This is wild Alaskan salmon.... my store now has big bags of flash-frozen, individually wrapped, boneless, skinless, wild Alaskan salmon fillets. Yay!!!!!!!!!!!! Good Alaskan salmon is something I've really missed here. I know, I live on an island, surrounded by an ocean of fish.... but leave me alone. I love me some Alaskan salmon.
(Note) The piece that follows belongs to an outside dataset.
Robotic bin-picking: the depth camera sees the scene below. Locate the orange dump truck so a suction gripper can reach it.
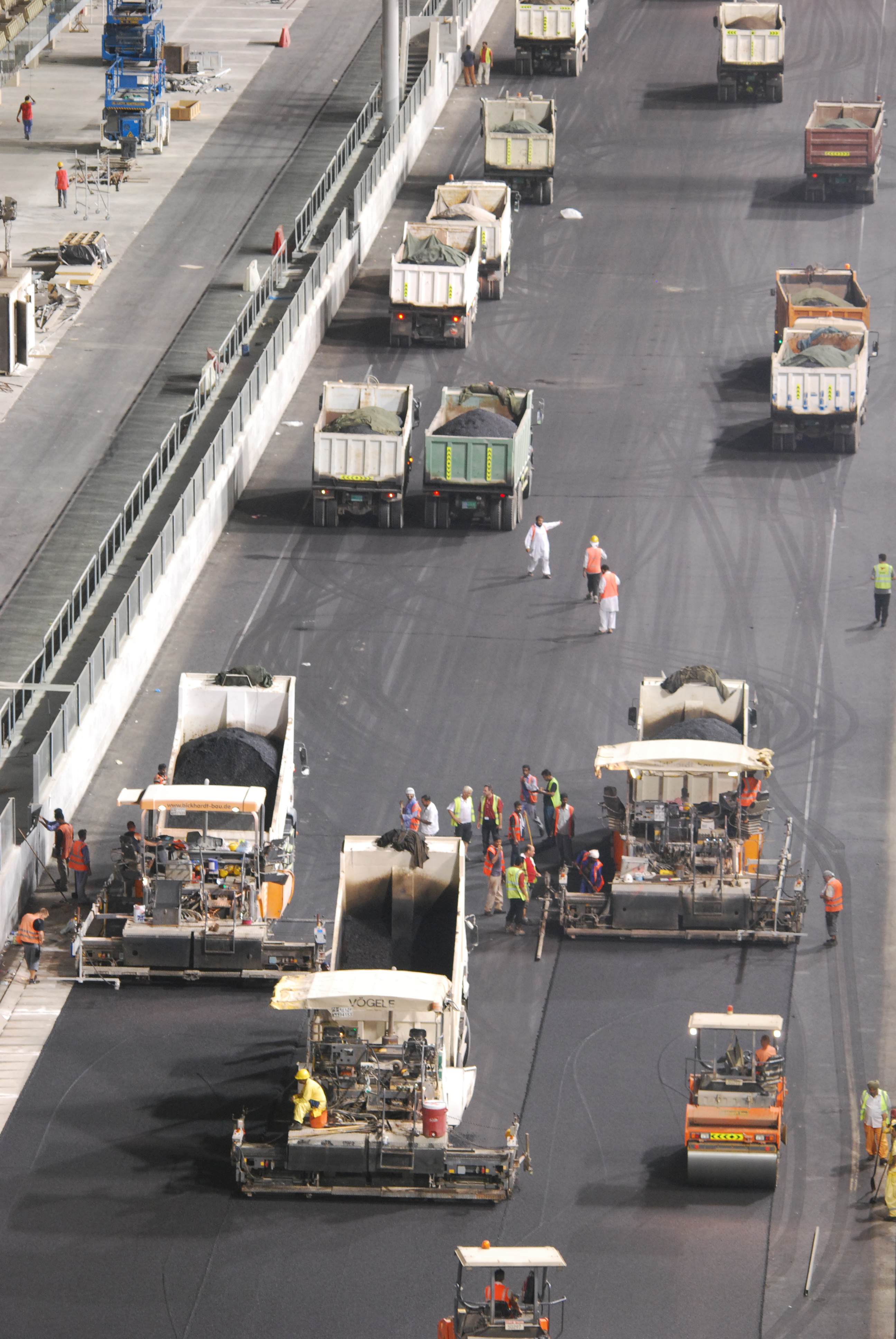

This recipe is similar to Lemon-Dill Salmon. This time around, I just needed to use up some basil, so I went with that instead of dill. My 3-year old loved this and ate up every last piece (of his, and then his brother's, and what was left in the pan!)
Basil Butter Salmon
by What a Dish!
4 salmon fillets
2 tablespoons salted butter
1 tablespoon lemon juice
1/4 teaspoon garlic powder
2-4 tablespoons fresh chopped basil
1. Preheat oven to 400 degrees F (about 200 degrees C). Grease a glass 9x13 baking dish with cooking spray and lay salmon fillet in it, skin side down.
2. In a small saucepan (or the microwave), melt the butter. Take off heat, and add lemon juice and garlic powder (and any other seasonings you want). Pour over salmon. Sprinkle basil on top. Bake for 10-15 minutes or until salmon flakes with a fork and is opaque throughout.